Prediction Models for Evaluating Resilient Modulus of Stabilized Aggregate Bases in Wet and Dry Alternating Environments: ANN and GEP Approaches

Stabilized aggregate bases are vital for the long-term service life of pavements. Their stiffness is comparatively higher; therefore, the inclusion of stabilized materials in the construction of bases prevents the cracking of the asphalt layer. The effect of wet–dry cycles (WDCs) on the resilient modulus (M_r) of subgrade materials stabilized with CaO and cementitious materials, modelled using artificial neural network (ANN) and gene expression programming (GEP) has been studied here. For this purpose, a number of wet–dry cycles (WDC), calcium oxide to SAF (silica, alumina, and ferric oxide compounds in the cementitious materials) ratio (CSAFRs), ratio of maximum dry density to the optimum moisture content (DMR), confining pressure (σ₃), and deviator stress (σ₄) were considered input variables, and M_r was treated as the target variable.
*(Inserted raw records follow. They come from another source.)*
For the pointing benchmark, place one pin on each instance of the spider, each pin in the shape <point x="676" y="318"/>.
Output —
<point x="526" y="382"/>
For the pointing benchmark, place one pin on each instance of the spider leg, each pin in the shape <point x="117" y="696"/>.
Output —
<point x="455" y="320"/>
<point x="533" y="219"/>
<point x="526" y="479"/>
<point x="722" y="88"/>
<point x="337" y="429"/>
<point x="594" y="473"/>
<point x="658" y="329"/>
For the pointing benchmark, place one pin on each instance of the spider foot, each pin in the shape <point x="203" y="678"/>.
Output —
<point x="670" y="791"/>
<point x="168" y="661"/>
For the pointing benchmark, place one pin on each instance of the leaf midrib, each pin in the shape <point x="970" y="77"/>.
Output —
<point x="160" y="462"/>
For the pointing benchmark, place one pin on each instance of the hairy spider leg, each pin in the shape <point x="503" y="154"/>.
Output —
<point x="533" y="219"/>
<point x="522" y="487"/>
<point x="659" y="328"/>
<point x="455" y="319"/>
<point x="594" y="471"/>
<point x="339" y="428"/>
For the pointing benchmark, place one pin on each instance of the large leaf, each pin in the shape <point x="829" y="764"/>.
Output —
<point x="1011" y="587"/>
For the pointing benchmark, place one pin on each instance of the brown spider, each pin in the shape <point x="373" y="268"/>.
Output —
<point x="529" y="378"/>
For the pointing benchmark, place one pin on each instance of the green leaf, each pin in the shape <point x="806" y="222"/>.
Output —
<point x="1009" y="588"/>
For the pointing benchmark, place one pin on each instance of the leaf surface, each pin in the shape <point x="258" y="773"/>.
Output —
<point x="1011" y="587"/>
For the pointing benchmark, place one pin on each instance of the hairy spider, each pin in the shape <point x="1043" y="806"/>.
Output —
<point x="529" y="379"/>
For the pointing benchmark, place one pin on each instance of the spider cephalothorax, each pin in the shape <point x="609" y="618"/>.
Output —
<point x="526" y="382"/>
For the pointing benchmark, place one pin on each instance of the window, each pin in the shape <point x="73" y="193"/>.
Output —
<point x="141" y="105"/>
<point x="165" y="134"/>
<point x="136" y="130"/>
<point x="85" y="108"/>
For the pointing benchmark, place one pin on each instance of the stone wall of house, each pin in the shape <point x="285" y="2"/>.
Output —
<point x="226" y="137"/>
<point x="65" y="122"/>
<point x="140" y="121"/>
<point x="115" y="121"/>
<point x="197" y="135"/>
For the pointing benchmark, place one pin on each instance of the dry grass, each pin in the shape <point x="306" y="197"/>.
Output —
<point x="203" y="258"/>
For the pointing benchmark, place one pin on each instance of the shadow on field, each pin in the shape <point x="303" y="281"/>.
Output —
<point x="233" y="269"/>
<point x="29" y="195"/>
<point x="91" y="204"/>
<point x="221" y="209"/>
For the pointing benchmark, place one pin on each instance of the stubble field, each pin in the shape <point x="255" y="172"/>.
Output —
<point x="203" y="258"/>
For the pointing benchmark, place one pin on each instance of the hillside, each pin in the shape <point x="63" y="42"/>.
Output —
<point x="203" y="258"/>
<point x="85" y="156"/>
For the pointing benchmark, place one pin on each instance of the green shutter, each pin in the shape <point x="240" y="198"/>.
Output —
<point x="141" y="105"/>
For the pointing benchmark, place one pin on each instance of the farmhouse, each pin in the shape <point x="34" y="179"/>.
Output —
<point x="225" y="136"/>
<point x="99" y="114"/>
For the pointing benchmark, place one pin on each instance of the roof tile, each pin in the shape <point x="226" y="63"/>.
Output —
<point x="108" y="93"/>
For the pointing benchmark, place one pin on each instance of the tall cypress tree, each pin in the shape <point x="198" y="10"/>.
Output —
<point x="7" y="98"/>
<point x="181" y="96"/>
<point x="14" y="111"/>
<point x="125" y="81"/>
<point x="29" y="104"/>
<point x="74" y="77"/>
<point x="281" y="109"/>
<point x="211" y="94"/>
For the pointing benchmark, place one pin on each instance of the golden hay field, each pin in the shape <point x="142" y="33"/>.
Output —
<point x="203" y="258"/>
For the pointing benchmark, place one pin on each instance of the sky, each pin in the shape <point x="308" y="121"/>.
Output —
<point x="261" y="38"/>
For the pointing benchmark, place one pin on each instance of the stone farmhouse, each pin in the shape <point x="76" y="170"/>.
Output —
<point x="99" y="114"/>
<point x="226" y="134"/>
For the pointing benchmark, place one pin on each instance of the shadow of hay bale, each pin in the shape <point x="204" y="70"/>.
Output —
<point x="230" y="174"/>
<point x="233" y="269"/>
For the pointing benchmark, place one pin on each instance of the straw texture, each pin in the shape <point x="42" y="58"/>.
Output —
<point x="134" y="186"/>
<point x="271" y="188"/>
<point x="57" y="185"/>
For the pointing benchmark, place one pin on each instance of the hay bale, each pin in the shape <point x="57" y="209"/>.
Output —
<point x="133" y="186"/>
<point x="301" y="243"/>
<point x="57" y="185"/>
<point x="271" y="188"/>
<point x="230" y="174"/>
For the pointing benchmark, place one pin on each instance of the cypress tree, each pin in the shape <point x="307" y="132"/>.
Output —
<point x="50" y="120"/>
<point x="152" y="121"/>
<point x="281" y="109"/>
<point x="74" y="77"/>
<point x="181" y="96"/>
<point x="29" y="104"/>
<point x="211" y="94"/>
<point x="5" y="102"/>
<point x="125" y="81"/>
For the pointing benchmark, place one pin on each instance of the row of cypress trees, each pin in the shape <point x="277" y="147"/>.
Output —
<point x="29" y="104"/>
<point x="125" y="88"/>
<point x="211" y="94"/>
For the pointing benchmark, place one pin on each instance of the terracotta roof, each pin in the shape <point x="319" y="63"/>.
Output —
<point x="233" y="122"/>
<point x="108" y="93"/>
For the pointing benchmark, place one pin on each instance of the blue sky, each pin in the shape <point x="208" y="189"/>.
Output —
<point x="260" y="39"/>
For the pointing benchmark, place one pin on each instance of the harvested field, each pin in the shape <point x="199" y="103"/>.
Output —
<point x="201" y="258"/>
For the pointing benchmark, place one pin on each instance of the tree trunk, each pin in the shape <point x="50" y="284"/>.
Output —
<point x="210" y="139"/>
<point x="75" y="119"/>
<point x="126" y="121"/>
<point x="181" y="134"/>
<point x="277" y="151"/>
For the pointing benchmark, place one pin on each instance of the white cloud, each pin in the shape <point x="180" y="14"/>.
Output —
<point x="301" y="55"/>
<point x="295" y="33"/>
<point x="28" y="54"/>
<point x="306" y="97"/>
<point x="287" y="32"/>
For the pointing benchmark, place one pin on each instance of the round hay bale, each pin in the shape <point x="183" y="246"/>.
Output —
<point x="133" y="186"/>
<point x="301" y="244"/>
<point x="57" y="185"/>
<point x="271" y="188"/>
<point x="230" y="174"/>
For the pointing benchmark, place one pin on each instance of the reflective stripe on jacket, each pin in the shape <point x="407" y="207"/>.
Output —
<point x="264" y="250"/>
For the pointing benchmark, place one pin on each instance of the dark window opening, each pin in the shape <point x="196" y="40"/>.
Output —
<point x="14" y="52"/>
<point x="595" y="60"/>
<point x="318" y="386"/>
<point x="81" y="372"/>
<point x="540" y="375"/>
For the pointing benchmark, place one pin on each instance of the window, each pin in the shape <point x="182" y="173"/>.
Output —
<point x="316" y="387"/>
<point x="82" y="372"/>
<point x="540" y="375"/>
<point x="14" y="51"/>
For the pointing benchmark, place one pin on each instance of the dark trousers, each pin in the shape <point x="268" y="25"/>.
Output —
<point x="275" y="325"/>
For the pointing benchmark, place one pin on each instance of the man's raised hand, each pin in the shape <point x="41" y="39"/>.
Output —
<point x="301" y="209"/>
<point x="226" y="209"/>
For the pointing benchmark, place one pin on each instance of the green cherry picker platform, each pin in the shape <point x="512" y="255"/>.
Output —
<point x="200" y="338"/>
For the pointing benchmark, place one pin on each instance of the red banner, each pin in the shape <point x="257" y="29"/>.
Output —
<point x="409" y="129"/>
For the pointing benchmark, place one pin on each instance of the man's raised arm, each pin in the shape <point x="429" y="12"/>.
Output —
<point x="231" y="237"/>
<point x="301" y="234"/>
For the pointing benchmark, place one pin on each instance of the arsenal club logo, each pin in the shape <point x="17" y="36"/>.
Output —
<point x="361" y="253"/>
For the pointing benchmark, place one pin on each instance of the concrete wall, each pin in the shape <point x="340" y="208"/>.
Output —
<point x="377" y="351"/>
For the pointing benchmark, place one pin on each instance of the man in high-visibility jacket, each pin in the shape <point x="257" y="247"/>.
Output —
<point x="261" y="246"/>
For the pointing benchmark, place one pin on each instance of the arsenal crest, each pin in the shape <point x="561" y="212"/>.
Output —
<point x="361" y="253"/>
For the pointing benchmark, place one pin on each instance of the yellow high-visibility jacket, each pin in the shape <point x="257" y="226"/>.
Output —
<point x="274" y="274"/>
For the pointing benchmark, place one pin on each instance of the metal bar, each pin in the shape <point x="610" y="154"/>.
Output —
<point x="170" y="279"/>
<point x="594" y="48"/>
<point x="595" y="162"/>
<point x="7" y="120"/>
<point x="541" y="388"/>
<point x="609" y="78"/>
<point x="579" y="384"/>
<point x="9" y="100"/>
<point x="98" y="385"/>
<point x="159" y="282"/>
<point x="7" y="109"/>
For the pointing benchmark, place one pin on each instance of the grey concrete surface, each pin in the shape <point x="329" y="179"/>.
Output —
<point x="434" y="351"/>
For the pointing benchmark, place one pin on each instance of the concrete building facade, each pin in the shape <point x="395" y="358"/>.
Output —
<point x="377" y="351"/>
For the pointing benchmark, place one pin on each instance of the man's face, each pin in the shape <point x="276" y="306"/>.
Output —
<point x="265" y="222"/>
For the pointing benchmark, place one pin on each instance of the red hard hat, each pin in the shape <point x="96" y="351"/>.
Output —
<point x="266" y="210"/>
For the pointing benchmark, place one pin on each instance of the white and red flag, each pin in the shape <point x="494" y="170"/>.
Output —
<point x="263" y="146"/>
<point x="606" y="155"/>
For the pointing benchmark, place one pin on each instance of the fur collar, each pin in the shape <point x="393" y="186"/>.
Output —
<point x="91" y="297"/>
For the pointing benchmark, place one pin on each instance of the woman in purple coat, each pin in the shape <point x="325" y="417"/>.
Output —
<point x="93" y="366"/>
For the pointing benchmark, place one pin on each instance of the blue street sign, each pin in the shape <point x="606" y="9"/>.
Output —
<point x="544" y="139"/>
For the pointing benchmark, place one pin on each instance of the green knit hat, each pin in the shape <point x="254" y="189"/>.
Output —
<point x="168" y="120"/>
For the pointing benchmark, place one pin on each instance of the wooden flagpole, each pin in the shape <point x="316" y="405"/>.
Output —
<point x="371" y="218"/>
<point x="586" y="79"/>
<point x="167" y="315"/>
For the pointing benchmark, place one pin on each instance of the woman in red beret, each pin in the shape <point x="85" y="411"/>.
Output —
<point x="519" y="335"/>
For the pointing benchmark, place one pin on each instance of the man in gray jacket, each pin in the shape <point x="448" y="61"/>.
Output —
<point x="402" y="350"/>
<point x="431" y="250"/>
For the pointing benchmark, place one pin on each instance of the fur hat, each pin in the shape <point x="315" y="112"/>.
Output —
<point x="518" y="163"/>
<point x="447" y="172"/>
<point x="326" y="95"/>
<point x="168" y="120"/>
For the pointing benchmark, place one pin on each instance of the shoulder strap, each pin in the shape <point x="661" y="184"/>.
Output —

Different ANN and GEP prediction models were developed, validated, and tested using 30% of the experimental data. Additionally, they were evaluated using statistical indices, such as the slope of the regression line between experimental and predicted results and the relative error analysis. The slope of the regression line for the ANN and GEP models was observed as (0.96, 0.99, and 0.94) and (0.72, 0.72, and 0.76) for the training, validation, and test data, respectively. The parametric analysis of the ANN and GEP models showed that M_r increased with the DMR, σ₃, and σ₄. An increase in the number of WDCs reduced the M_r value. The sensitivity analysis showed the sequences of importance as: DMR > CSAFR > WDC > σ₄ > σ₃, (ANN model) and DMR > WDC > CSAFR > σ₄ > σ₃ (GEP model). Both the ANN and GEP models reflected close agreement between experimental and predicted results; however, the ANN model depicted superior accuracy in predicting the M_r value.